目標1:2025年度末まで継続して女性採用比率30%超を目指す
目標2:2025年度末までに女性管理職比率10%を目指す
目標3:2025年度末までに女性経営幹部数(役員、組織長など)15人以上を目指す
目標4:2025年度末までに男性育児休職取得率30%を目指す

これらの目標を達成するには、NTTデータに女性活躍の風土を醸成させる必要がある。作田は、「女性活躍やD&Iを力強く進めるためには、経営トップが自身の考えや意気込み、会社の方向性を自らの言葉で直接社員に語り、行動で示すことが大切です」と語る。人事担当役員である副社長の藤原も「お互いの違いを理解し尊重し合い、クリエイティブに能力を発揮してお客さま・社会に貢献する。これこそがNTT DATAの姿です」と社員に向けて発信している。

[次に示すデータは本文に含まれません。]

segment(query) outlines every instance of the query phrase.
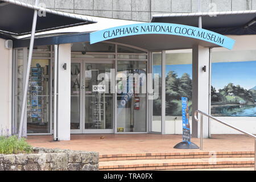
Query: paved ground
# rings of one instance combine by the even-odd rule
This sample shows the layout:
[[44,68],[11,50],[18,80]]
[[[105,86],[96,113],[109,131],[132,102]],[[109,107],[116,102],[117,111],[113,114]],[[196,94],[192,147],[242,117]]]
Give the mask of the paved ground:
[[[71,140],[61,142],[53,142],[52,135],[31,135],[27,140],[34,147],[97,151],[101,155],[188,151],[173,148],[181,142],[180,135],[73,134]],[[200,144],[200,139],[192,138],[192,142]],[[204,139],[204,150],[254,151],[254,140],[243,135],[213,135]]]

これまでも経営幹部のメッセージ発信、管理職対象のダイバーシティマネジメント研修や女性対象の社外研修などを実施してきたが、これらの施策を改めて見直したり、他社の優良事例を参考にカスタマイズして導入したりすることにより、効果的なものを追求し推進していくという。

NTTデータはこれからもIT業界のフロントランナーとして積極的に女性活躍やD&Iを進め、世の中にその影響を波及させ、よりD&Iが進んだ社会の実現に貢献していく。